Emily Stimpson Chapman — Catholic Writer, Speaker and Cook

“To welcome others, to feed them with good food and attend to them with love is to give people a glimpse of the welcome and love we hope to receive at the Marriage Supper of the Lamb.”

Emily Stimpson Chapman
Emily Stimpson Chapman (photo: Photo by Caitlin Renn)

When you click on this website, you are welcomed by the beaming face of Emily Stimpson Chapman from Pittsburgh. Cook, author, mom, wife, entertainer, blogger and guest speaker at numerous events, Chapman has found her true calling — to be a dedicated follower of Christ through her Catholic faith.

A native of Rock Island, Illinois, Chapman also celebrates Catholicism through her unique cooking website, which offers recipes and cooking techniques, but evangelizes with commentaries about food and the spiritual life and with a section on the Catholic home. However, her pathway to her faith and her love of cooking was filled with potholes, twists and uphill climbs. 

Although raised in a Catholic home, she was catechized in a difficult time for the Church and never fully understood the teachings of the faith. She noted during her interview on a Marcus Grodi EWTN show that she remembered the priest at her parish wearing tights and dancing down the aisle to the altar. “That was a very confusing time to be a Catholic,” she said.

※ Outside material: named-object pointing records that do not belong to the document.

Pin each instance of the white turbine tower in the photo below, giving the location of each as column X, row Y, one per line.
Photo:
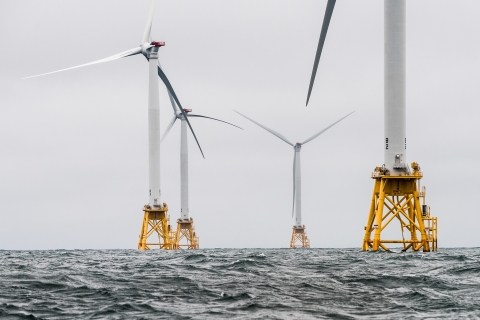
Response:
column 396, row 186
column 185, row 228
column 298, row 229
column 150, row 49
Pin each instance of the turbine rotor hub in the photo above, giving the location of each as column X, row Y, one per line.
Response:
column 157, row 44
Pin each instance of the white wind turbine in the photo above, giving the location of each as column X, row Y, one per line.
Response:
column 184, row 211
column 149, row 49
column 297, row 178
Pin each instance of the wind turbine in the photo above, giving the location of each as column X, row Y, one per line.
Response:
column 185, row 228
column 299, row 233
column 155, row 212
column 395, row 184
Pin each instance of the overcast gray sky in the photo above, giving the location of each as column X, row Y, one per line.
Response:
column 73, row 146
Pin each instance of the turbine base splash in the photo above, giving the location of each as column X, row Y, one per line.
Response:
column 299, row 238
column 400, row 197
column 185, row 237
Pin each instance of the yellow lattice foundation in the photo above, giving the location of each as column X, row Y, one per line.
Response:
column 156, row 222
column 299, row 238
column 185, row 237
column 398, row 198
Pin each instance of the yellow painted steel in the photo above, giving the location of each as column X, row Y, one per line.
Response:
column 155, row 221
column 398, row 198
column 185, row 237
column 299, row 238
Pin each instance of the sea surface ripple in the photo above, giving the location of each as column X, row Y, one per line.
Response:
column 239, row 284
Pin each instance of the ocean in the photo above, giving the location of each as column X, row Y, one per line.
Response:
column 240, row 284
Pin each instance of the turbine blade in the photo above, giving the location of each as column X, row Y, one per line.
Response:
column 164, row 78
column 172, row 102
column 317, row 134
column 148, row 27
column 124, row 54
column 321, row 41
column 199, row 116
column 294, row 172
column 278, row 135
column 170, row 125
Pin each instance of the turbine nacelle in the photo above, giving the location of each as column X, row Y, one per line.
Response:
column 152, row 47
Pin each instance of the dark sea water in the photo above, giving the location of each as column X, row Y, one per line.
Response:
column 239, row 284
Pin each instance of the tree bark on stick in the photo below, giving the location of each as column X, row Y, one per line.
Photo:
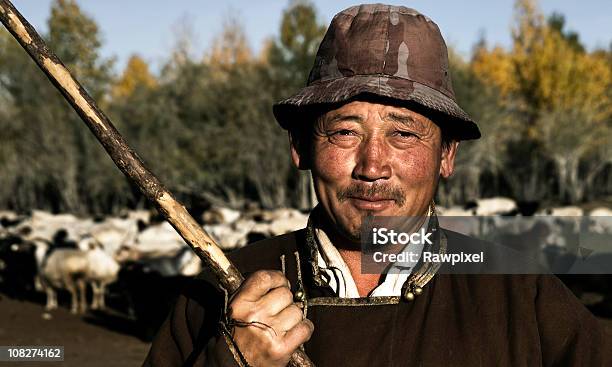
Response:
column 125, row 158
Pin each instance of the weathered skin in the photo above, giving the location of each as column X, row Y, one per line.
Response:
column 366, row 158
column 371, row 158
column 265, row 297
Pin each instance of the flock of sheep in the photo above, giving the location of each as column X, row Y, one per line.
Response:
column 71, row 253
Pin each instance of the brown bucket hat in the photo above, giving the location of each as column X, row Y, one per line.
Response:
column 386, row 51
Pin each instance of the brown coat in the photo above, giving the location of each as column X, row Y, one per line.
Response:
column 459, row 320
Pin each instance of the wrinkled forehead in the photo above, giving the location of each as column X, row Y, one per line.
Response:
column 362, row 112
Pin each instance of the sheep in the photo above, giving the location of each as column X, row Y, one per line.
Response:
column 65, row 269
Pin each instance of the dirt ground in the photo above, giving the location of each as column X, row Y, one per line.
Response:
column 87, row 340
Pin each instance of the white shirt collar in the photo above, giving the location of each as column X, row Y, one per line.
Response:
column 339, row 278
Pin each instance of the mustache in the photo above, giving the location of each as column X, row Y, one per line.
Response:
column 378, row 191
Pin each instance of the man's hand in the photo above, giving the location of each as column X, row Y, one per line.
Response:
column 276, row 326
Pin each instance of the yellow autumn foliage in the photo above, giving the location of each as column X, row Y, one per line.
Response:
column 136, row 74
column 545, row 71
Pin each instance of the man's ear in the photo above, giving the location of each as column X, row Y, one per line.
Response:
column 447, row 163
column 299, row 152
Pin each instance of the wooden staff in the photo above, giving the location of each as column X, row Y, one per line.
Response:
column 125, row 158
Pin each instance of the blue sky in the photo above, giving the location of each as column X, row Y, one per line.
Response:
column 146, row 27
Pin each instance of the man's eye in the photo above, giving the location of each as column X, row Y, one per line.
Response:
column 405, row 134
column 343, row 132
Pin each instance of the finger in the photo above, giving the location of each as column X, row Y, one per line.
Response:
column 287, row 319
column 298, row 335
column 260, row 283
column 275, row 301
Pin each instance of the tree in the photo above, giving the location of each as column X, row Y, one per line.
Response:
column 558, row 89
column 290, row 58
column 55, row 159
column 136, row 75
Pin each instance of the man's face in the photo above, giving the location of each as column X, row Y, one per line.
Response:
column 375, row 159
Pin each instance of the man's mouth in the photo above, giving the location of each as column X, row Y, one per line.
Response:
column 371, row 203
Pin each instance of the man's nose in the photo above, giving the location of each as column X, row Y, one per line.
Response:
column 372, row 161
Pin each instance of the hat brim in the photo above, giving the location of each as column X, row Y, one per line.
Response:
column 453, row 119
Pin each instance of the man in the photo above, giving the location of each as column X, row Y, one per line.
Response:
column 377, row 126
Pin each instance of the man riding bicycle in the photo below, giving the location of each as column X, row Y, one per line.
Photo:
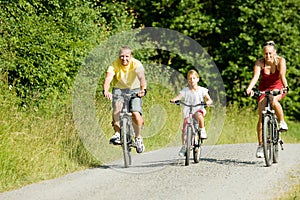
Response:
column 127, row 76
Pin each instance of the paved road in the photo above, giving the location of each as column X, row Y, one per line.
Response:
column 225, row 172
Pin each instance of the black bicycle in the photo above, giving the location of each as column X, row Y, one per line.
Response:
column 270, row 130
column 193, row 139
column 126, row 128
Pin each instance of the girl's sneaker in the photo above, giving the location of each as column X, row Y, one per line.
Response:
column 182, row 151
column 140, row 145
column 115, row 139
column 259, row 152
column 203, row 134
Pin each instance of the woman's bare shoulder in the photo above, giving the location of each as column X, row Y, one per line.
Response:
column 259, row 62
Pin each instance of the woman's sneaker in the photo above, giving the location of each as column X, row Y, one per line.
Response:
column 203, row 134
column 115, row 139
column 259, row 152
column 283, row 126
column 182, row 151
column 140, row 147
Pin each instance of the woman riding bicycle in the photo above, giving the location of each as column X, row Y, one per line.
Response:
column 193, row 94
column 127, row 75
column 271, row 70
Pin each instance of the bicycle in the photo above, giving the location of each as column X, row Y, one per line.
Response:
column 270, row 130
column 126, row 128
column 193, row 139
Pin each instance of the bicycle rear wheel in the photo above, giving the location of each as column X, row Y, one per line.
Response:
column 188, row 144
column 125, row 145
column 267, row 136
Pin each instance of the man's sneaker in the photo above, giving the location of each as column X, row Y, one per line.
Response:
column 115, row 139
column 140, row 147
column 283, row 126
column 182, row 151
column 203, row 134
column 259, row 152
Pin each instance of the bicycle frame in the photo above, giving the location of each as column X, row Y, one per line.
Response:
column 270, row 131
column 126, row 129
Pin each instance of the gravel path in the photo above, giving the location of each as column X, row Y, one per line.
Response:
column 225, row 172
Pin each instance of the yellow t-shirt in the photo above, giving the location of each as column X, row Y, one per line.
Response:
column 125, row 77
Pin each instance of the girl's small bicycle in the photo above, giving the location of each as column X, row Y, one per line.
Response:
column 126, row 129
column 193, row 140
column 270, row 130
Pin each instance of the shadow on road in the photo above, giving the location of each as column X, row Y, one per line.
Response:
column 234, row 162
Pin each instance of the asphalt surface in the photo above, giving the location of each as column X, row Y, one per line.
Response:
column 224, row 172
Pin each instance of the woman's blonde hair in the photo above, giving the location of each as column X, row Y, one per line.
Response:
column 192, row 72
column 272, row 44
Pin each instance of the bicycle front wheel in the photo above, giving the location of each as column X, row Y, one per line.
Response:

During her time as an undergraduate student at Miami University of Ohio, she walked away from her Catholic faith and embraced Evangelical teachings instead. After college, Chapman moved to Washington, D.C., and lived with an Evangelical community. Fellowship there was important, and it did not matter if participants went to church or studied the doctrine. What mattered most, she was told, was to think about Jesus and be with Jesus. 

During college and for several years afterwards, Chapman struggled with anorexia. Fortunately, during this era, she also began to realize she missed the Catholic Mass — and her path back to Catholicism started when Chapman met a young devout Catholic at work. He talked to her about the faith and urged her to read more about it. In time, the reading she did not only captured her imagination, but it also taught her to understand that the body and food were gifts from God.

That not only ended her anorexia, but it also inspired her to continue using the cooking skills she had acquired earlier, as a volunteer at two D.C. area retreat centers. “They had world leaders come visit,” she said, explaining the training she received, “and on weekends they had guest chefs come prepare meals. I started cooking with them to learn cooking tricks and how to feed a large crowd.”

In 2002, Chapman left D.C. and moved to Steubenville, Ohio, to attend graduate school in theology at Franciscan University. Throughout graduate school and long after, she continued cooking for friends and their families, welcoming crowds into her home for dinner every week. After she finished school, she remained in Steubenville, and began her career as a writer. 

Then, in 2015, she launched her website, The Catholic Table. She filled it with life stories and recipes and even more recipes, all of which drew in a crowd of followers. Almost two years later, shortly after her wedding to her husband Christopher, she published a book by the same name, The Catholic Table: Finding Joy Where Food and Faith Meet, which explored the role the Holy Eucharist and the theology of the body had in helping her heal from anorexia.

Today, Chapman, the mother of one young son, and her husband continue to welcome friends into their home every week for dinner. As she noted about communal meals on her website, such meals help others to see food as a sign of God’s love and a foretaste of the Eucharist. She said, “To welcome others, to feed them with good food and attend to them with love is to give people a glimpse of the welcome and love we hope to receive at the Marriage Supper of the Lamb.”

Through her years of cooking, Chapman has come to love many recipes from stews and soups to dishes that are delicious, nourishing and easy to cook for a crowd. And when asked about her favorite dish, she said “risotto,” adding that her friends laugh about that because in her new cookbook, Around the Catholic Table: 77 Recipes for Easy Hospitality and Everyday Dinners, she has written a thousand-word essay on risotto. But whatever she offers her guests, they must rejoice in her welcoming spirit.

Note: Chapman has written several books. Her most recent is Hope to Die: The Christian Meaning of Death and the Resurrection of the Body, co-authored with Scott Hahn.